Being that this is the first afternoon of the year, today’s lunch begged to be different and exciting. The only thing holding us back was the lack of different and exciting ingredients. Holiday parties had tapped out our exotic resources, and we were left with the simple and mundane.

When what to our wondering eyes should appear; a Bulgarian video that promised beautiful egg yolks suspended on clouds! The video was completely in Bulgarian, but the message got through: whip the whites, and bake the eggs together. Since eggs are one of the Finnskogen staples with our ever-expanding flock, this recipe needed to be tried. Although, “recipe” may not be the best name for what these are; “procedure” is probably better suited.
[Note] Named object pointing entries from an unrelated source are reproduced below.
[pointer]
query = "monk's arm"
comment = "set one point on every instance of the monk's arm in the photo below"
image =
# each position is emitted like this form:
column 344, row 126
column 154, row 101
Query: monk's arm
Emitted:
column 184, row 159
Creativity can run rampant through this procedure–with add-ins, and sides that can take your meal to a new level. Since this was our first try, we kept things simple as a control. Next time, we will definitely use add-ins on our clouds like crumbled bacon and Parmesan cheese. Or served on top of a slice of hot, buttered toast. Mmmmm!

Here is the procedure we used:

Ingredients:
4 eggs
salt and pepper
chives

Instructions:
1. Preheat oven to 450°F.
2. Lightly grease a cast iron skillet or other oven-safe vessel.
3. Separate the yolks and whites of eggs. Note: We found that one of the yolks broke as we were transferring them later on, so it may be advantageous to use separate ramekins for each yolk.
4. Whip the egg whites until stiff peaks form. Gently fold in your add-ins at this point, including salt and pepper.
5. Scoop in four equal ‘clouds’ into your skillet. With the back of a spoon, push a well into the center of each cloud. This will house the yolk.
6. Place in the oven for 3 minutes.
7. Remove, and (carefully) set one egg yolk into the well of each cloud.
8. Return to the oven for another 2-3 minutes, or until your yolk is set to desired “doneness”. Don’t walk away! The whites will begin browning very quickly!

Rooster and Chickens

Rooster and Chickens

We removed the clouds with a spatula, and served with fried slices of pork ribs from the night before. We found that the clouds stayed fluffy, and the slightly crisp, browned sections were the most savory. Next time, we will probably add the salt to the whites themselves, and increase the amount slightly. This time we used around 1/2 to 1 tsp, and it was added to the chives, and folded into the whites from there.

Overall, this procedure was extremely successful, and we will definitely be adding it to our breakfast/lunchtime repertoire!